In a secluded section of Raleigh, North Carolina live 16 carefully selected recruits for a high-priority Pentagon project that could play a life or death role in Afghanistan.
None of them have any previous military experience, so their training is necessarily disciplined – if they get through the programme their work could pave the way for others, like them, who will be called on to make life-saving decisions in high-stress environments. As a result, nothing is left to chance. Their days involve intense physical and mental training to see if they are able to cope with the rigors of war.
Outside, a trainer introduced me to one recruit, Jimmy, who is outfitted with a telemetry vest, which can measure his physiological changes, such as heart rate, breathing, and skin temperature. It gives him an almost Olympian look, like an athlete whose every breath is measured by a team of coaches.
But you also get a sense that Jimmy gets a kick out of it. As he is ordered forward, he is panting and his tail is wagging with the enthusiasm of youth.
The good-natured black Labrador retriever is the Jason Bourne of dogs – part of a specialised Navy programme designed to select and train the most highly skilled members of his breed for a high-priority mission: finding improvised explosive devices (IEDs) on the battlefield. While prototypes of the dogs have already been deployed, research on Jimmy and his colleagues is part of a “2.0” version of the programmme, which is based on formal science studies being conducted here at North Carolina State University’s College of Veterinary Medicine, and other universities.
Over the past six years, the Pentagon has spent over $18 billion trying to find ways to detect and neutralise roadside bombs – the leading killer of US troops in Afghanistan –by investing in everything from better mine detectors to newfangled devices that shoot beams of energy. But in North Carolina, a state that is home to a 300-year hunting dog tradition, everyone seems to agree on the best technology for the job.

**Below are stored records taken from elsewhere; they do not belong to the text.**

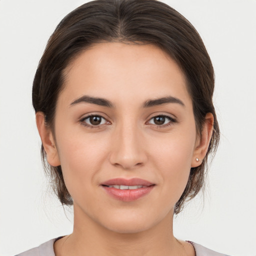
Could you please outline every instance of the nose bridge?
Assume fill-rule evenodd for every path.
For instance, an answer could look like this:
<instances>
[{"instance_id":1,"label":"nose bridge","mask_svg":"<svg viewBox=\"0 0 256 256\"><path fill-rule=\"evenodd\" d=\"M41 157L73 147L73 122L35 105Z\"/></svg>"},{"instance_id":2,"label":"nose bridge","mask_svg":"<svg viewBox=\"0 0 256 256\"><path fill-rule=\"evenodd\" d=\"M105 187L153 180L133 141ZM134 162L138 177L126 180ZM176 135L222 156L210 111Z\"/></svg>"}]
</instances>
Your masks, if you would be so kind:
<instances>
[{"instance_id":1,"label":"nose bridge","mask_svg":"<svg viewBox=\"0 0 256 256\"><path fill-rule=\"evenodd\" d=\"M110 158L112 164L124 169L142 165L146 159L142 131L132 118L124 118L116 124Z\"/></svg>"}]
</instances>

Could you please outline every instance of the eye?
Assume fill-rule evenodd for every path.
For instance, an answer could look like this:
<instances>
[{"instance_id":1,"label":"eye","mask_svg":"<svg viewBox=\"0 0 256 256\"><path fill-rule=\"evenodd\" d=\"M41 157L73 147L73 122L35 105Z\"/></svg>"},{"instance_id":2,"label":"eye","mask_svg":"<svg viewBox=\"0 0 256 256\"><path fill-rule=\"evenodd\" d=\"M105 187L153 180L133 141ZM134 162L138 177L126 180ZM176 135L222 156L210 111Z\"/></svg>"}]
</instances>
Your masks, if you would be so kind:
<instances>
[{"instance_id":1,"label":"eye","mask_svg":"<svg viewBox=\"0 0 256 256\"><path fill-rule=\"evenodd\" d=\"M98 126L107 123L106 120L100 116L90 115L80 120L86 126Z\"/></svg>"},{"instance_id":2,"label":"eye","mask_svg":"<svg viewBox=\"0 0 256 256\"><path fill-rule=\"evenodd\" d=\"M156 124L158 126L165 126L165 124L170 124L172 123L175 122L176 122L176 120L170 116L160 115L152 118L148 122L148 123L151 124Z\"/></svg>"}]
</instances>

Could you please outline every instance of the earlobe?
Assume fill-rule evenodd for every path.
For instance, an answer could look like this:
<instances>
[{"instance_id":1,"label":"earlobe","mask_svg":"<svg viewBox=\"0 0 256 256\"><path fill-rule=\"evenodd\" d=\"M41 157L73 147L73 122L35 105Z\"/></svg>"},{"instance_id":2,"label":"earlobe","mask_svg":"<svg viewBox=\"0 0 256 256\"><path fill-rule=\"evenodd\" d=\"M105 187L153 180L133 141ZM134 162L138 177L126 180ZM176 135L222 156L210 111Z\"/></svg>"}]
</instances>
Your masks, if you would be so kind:
<instances>
[{"instance_id":1,"label":"earlobe","mask_svg":"<svg viewBox=\"0 0 256 256\"><path fill-rule=\"evenodd\" d=\"M52 166L60 165L58 154L50 128L44 122L44 114L42 112L36 114L36 126L42 145L47 154L47 160Z\"/></svg>"},{"instance_id":2,"label":"earlobe","mask_svg":"<svg viewBox=\"0 0 256 256\"><path fill-rule=\"evenodd\" d=\"M194 150L191 167L197 167L202 162L208 150L212 134L214 118L212 113L208 113L203 124L200 138L198 138Z\"/></svg>"}]
</instances>

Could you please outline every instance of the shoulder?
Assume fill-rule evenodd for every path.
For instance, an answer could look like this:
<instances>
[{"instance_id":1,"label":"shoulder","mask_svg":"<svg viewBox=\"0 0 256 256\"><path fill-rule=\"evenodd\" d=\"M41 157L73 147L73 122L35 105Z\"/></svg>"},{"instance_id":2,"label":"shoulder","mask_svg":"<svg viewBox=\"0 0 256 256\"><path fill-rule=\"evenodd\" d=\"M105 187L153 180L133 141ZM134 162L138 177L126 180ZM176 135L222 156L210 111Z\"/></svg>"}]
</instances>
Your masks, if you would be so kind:
<instances>
[{"instance_id":1,"label":"shoulder","mask_svg":"<svg viewBox=\"0 0 256 256\"><path fill-rule=\"evenodd\" d=\"M220 252L208 249L208 248L196 242L192 242L191 241L187 242L190 242L194 246L196 256L228 256L227 254L220 254Z\"/></svg>"},{"instance_id":2,"label":"shoulder","mask_svg":"<svg viewBox=\"0 0 256 256\"><path fill-rule=\"evenodd\" d=\"M28 250L18 254L16 256L55 256L54 243L58 238L52 239Z\"/></svg>"}]
</instances>

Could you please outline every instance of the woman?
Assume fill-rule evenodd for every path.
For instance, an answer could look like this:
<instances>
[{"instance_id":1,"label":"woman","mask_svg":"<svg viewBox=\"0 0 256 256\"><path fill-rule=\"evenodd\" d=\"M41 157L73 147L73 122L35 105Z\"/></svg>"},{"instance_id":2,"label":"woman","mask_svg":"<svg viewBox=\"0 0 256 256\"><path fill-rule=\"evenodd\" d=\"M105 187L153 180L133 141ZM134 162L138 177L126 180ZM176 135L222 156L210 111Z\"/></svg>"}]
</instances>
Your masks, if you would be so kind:
<instances>
[{"instance_id":1,"label":"woman","mask_svg":"<svg viewBox=\"0 0 256 256\"><path fill-rule=\"evenodd\" d=\"M220 131L210 60L154 0L98 0L68 15L34 80L46 168L73 232L19 255L224 255L173 234L204 185Z\"/></svg>"}]
</instances>

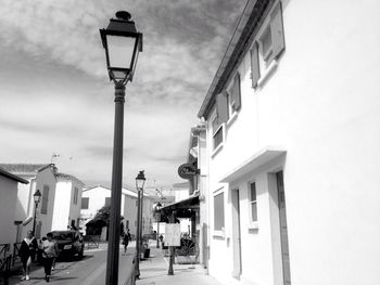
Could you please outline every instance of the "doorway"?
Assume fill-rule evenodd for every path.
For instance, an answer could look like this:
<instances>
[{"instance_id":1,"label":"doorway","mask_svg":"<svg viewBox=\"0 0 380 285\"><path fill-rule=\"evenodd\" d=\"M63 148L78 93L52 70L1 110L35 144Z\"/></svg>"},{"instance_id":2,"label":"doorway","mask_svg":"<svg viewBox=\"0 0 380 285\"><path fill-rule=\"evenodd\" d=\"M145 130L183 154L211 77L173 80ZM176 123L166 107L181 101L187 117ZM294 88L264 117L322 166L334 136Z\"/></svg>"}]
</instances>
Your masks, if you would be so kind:
<instances>
[{"instance_id":1,"label":"doorway","mask_svg":"<svg viewBox=\"0 0 380 285\"><path fill-rule=\"evenodd\" d=\"M231 192L232 202L232 246L233 246L233 272L232 276L240 278L241 264L241 231L240 231L240 194L239 189Z\"/></svg>"}]
</instances>

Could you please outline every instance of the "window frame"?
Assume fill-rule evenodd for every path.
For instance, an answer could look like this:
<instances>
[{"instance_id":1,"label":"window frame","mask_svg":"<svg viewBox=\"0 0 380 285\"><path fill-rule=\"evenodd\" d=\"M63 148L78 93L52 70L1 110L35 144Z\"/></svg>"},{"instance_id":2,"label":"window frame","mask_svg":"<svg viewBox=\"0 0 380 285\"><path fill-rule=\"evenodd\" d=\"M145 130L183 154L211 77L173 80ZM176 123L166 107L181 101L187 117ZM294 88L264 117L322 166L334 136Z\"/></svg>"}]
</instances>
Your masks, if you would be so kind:
<instances>
[{"instance_id":1,"label":"window frame","mask_svg":"<svg viewBox=\"0 0 380 285\"><path fill-rule=\"evenodd\" d=\"M43 185L42 190L42 199L41 199L41 209L40 213L47 215L48 213L48 207L49 207L49 193L50 193L50 187L49 185Z\"/></svg>"},{"instance_id":2,"label":"window frame","mask_svg":"<svg viewBox=\"0 0 380 285\"><path fill-rule=\"evenodd\" d=\"M213 219L213 232L214 236L225 237L225 229L226 229L226 207L225 207L225 194L226 192L224 189L219 189L213 193L213 212L214 212L214 219ZM223 216L220 217L220 213L215 215L216 208L215 208L215 198L219 195L223 195ZM216 217L220 217L220 228L216 229Z\"/></svg>"},{"instance_id":3,"label":"window frame","mask_svg":"<svg viewBox=\"0 0 380 285\"><path fill-rule=\"evenodd\" d=\"M79 195L79 189L78 187L74 187L74 196L73 196L73 204L74 205L78 205L78 195Z\"/></svg>"},{"instance_id":4,"label":"window frame","mask_svg":"<svg viewBox=\"0 0 380 285\"><path fill-rule=\"evenodd\" d=\"M252 87L261 87L277 68L278 57L286 49L283 36L283 11L281 1L276 1L255 35L250 49ZM270 36L270 47L264 51L265 39ZM257 56L257 59L253 59ZM255 64L256 66L253 66Z\"/></svg>"},{"instance_id":5,"label":"window frame","mask_svg":"<svg viewBox=\"0 0 380 285\"><path fill-rule=\"evenodd\" d=\"M252 185L254 185L254 192L255 192L255 199L252 198ZM251 225L255 225L257 222L258 222L258 209L257 209L257 183L255 180L252 180L249 182L249 187L248 187L248 191L249 191L249 211L250 211L250 224ZM254 220L254 217L253 217L253 205L255 205L255 216L256 216L256 219Z\"/></svg>"},{"instance_id":6,"label":"window frame","mask_svg":"<svg viewBox=\"0 0 380 285\"><path fill-rule=\"evenodd\" d=\"M216 124L215 124L216 120ZM214 156L216 153L218 153L218 151L223 147L224 143L225 143L225 127L224 127L224 122L218 125L218 116L216 114L216 109L214 109L213 115L211 116L211 129L212 129L212 141L213 141L213 151L212 151L212 156ZM215 145L215 139L216 135L219 134L220 132L220 142Z\"/></svg>"},{"instance_id":7,"label":"window frame","mask_svg":"<svg viewBox=\"0 0 380 285\"><path fill-rule=\"evenodd\" d=\"M87 200L87 208L84 208L84 199ZM90 197L81 197L80 209L88 210L90 207Z\"/></svg>"}]
</instances>

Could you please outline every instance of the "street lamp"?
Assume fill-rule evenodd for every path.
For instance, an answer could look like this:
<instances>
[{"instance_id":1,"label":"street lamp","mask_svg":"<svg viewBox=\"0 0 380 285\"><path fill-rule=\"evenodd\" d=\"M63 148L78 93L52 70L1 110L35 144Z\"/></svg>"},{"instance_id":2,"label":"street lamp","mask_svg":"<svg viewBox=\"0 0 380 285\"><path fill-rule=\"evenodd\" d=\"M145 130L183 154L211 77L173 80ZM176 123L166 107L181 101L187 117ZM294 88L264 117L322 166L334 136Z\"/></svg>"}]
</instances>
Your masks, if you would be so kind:
<instances>
[{"instance_id":1,"label":"street lamp","mask_svg":"<svg viewBox=\"0 0 380 285\"><path fill-rule=\"evenodd\" d=\"M140 277L140 250L141 250L141 233L142 233L142 199L143 199L143 184L145 183L145 176L141 170L136 177L137 189L137 231L136 231L136 258L135 258L135 276Z\"/></svg>"},{"instance_id":2,"label":"street lamp","mask_svg":"<svg viewBox=\"0 0 380 285\"><path fill-rule=\"evenodd\" d=\"M41 192L39 190L36 190L35 194L33 195L33 198L35 199L35 219L33 220L33 235L36 233L36 217L37 217L37 208L38 204L41 199Z\"/></svg>"},{"instance_id":3,"label":"street lamp","mask_svg":"<svg viewBox=\"0 0 380 285\"><path fill-rule=\"evenodd\" d=\"M142 34L136 30L135 22L125 11L111 18L106 29L100 29L105 49L110 80L115 83L115 127L111 186L111 212L105 284L118 281L118 255L121 238L121 200L123 177L123 130L125 86L132 80L139 52L142 51Z\"/></svg>"},{"instance_id":4,"label":"street lamp","mask_svg":"<svg viewBox=\"0 0 380 285\"><path fill-rule=\"evenodd\" d=\"M156 218L156 221L157 221L157 248L160 248L160 221L161 221L161 212L160 212L160 209L162 208L162 205L161 203L159 202L157 205L155 205L155 218Z\"/></svg>"}]
</instances>

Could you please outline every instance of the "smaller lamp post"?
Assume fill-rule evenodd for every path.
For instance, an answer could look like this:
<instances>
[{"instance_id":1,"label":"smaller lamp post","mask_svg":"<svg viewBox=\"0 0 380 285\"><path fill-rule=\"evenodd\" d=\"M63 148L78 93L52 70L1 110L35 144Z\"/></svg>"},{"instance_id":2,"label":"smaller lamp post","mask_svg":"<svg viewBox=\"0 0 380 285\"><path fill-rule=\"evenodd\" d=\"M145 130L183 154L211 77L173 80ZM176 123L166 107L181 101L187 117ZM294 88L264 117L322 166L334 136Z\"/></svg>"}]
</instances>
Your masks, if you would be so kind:
<instances>
[{"instance_id":1,"label":"smaller lamp post","mask_svg":"<svg viewBox=\"0 0 380 285\"><path fill-rule=\"evenodd\" d=\"M140 277L140 250L141 250L141 231L142 231L142 198L143 198L143 184L145 183L145 176L141 170L136 177L136 189L137 189L137 232L136 232L136 257L135 257L135 276Z\"/></svg>"},{"instance_id":2,"label":"smaller lamp post","mask_svg":"<svg viewBox=\"0 0 380 285\"><path fill-rule=\"evenodd\" d=\"M39 190L36 190L35 194L33 195L33 198L35 199L35 218L33 220L33 235L35 235L36 233L36 217L37 217L37 208L38 208L38 204L41 199L41 192L39 192Z\"/></svg>"},{"instance_id":3,"label":"smaller lamp post","mask_svg":"<svg viewBox=\"0 0 380 285\"><path fill-rule=\"evenodd\" d=\"M155 217L156 217L156 220L157 220L157 248L160 248L160 221L161 221L161 212L160 212L160 209L162 208L162 205L161 203L159 202L157 205L155 205Z\"/></svg>"}]
</instances>

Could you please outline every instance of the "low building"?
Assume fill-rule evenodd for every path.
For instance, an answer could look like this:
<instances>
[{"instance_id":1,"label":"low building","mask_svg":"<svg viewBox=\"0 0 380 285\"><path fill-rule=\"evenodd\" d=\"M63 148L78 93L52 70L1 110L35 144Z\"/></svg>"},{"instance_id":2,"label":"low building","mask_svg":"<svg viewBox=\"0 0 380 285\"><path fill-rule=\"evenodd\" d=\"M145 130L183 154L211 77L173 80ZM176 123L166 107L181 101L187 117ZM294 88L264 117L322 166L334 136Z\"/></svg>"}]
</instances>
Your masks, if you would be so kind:
<instances>
[{"instance_id":1,"label":"low building","mask_svg":"<svg viewBox=\"0 0 380 285\"><path fill-rule=\"evenodd\" d=\"M52 164L0 164L4 170L18 176L29 182L18 186L15 219L25 221L34 217L35 202L33 195L37 190L42 197L37 208L36 237L46 235L52 229L53 209L55 202L56 168ZM20 225L17 241L31 230L33 222Z\"/></svg>"},{"instance_id":2,"label":"low building","mask_svg":"<svg viewBox=\"0 0 380 285\"><path fill-rule=\"evenodd\" d=\"M137 206L138 195L136 192L122 189L122 202L121 202L121 215L123 216L124 230L129 229L131 234L136 234L137 231ZM81 198L80 219L83 225L92 220L97 212L104 206L111 206L111 189L96 185L85 189ZM152 213L153 202L144 195L143 212L142 212L142 232L143 234L150 234L152 232ZM105 238L105 234L103 235Z\"/></svg>"},{"instance_id":3,"label":"low building","mask_svg":"<svg viewBox=\"0 0 380 285\"><path fill-rule=\"evenodd\" d=\"M52 231L79 228L84 183L74 176L56 173Z\"/></svg>"},{"instance_id":4,"label":"low building","mask_svg":"<svg viewBox=\"0 0 380 285\"><path fill-rule=\"evenodd\" d=\"M0 244L13 244L17 239L15 209L18 184L29 182L0 168Z\"/></svg>"}]
</instances>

In the lab, I’m introduced to Dakota, one of Jimmy’s colleagues. In front of Dakota are two small containers, one scented with vanillin and the other with ethanol. Dakota, who is learning to signal when she detects a scent, is supposed to select the vanillin, a training aid that will later be switched to ammonium nitrate used in explosives. If she selects correctly, she’ll be rewarded with a treat. She gets the first one right, choosing vanillin, misses the next two, but then got the fourth one right. At that point, she was averaging 50-50, which is not good, but she was still a beginner with time to learn.
Though war dogs may be high profile these days – thanks in part to Cairo, the Belgian Malinois who accompanied Navy Seals on the Osama bin Laden raid – there were virtually no deployed military bomb dogs working on battlefields when the US invaded Iraq, and hadn’t been for decades. After the Vietnam War, the military’s working dog programme was handed over to the Air Force, which used them to patrol missile fields in the United States. Those dogs were used to being guided on leashes, living in air-conditioned kennels and working limited shifts: a far cry from a war zone.
That quickly changed with the arrival of IEDs and in 2007, 13 dogs – all Labs – were deployed with the Marines to Iraq and Afghanistan. When the dogs started finding bombs, Marines asked for more, and today there are some 600 dogs.